Through programmatic hibernate and resume capabilities available on each NAI managed inference endpoint, the system allows teams to reallocate GPUs from non-critical background tasks to latency-sensitive inference when demand surges.

By maintaining a pool of standby GPU capacity or freeing up resources on demand, NAI helps activate additional resources within seconds. This capability promotes major cost control without sacrificing performance.

A key challenge to enabling these capabilities are the cold start delays in LLM endpoint initialization. For Kubernetes^® administrators, initializing an LLM instance can take a frustrating amount of time, often due to:

• Large model weights (tens of GBs)
• Dense container images (GBs)
• Initialization and runtime dependency load times (e.g., plugins, drivers and libraries)

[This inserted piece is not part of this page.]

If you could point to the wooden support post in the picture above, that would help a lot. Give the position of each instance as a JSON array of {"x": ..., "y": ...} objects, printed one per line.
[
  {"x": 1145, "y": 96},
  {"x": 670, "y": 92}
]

To mitigate these delays, NAI leverages inference engine innovations and integration with Nutanix Files Storage with NFS over RDMA (NFSoRDMA).

These capabilities help significantly reduce cold start times and improve GPU reuse — critical for lowering token response latency and increasing throughput in large-scale LLM deployments where KV cache management plays a major role in keeping inference responsive.

3. More from Every GPU: Maximizing Inference Utilization Without More Hardware

Performance optimization isn’t only about adding GPUs—it’s about getting more from the GPUs you already have.

NAI helps maximize efficiency by intelligently orchestrating the placement of inference services onto existing GPU infrastructure. Rather than dedicating an entire high-performance GPU to a single workload, NAI leverages the NVIDIA GPU Operator to utilize hardware partitioning capabilities - such as NVIDIA Multi-Instance GPU (MIG) and virtual GPU (vGPU).

These capabilities enable a single physical GPU to be securely subdivided into multiple isolated compute instances, each with guaranteed allocations of GPU cores, memory, and bandwidth. This isolation helps provide predictable performance and strong multi-tenant boundaries while allowing multiple inference services to run concurrently on the same physical accelerator.

By right-sizing compute resources for specific models, NAI can help run more AI workloads across fewer physical resources, maximizing inference utilization without more hardware.

Conclusion

Building production-grade LLM serving infrastructure is no longer about adding GPU hardware- it’s about orchestrating resources intelligently.

With Nutanix Enterprise AI (NAI), organizations achieve a balance of speed, scalability, and cost-efficiency through an integrated platform that:

• Helps improve speed by making inference endpoint readiness faster and more reliable via Nutanix Files with NFSoRDMA and GDS.
• Helps enhance scalability by offloading KV cache to Nutanix Files Storage, freeing up high-bandwidth memory (HBM).
• Helps maximize cost efficiency by taking advantage of existing infrastructure via GPU partitioning (MIG/vGPU) with NAI and NKP.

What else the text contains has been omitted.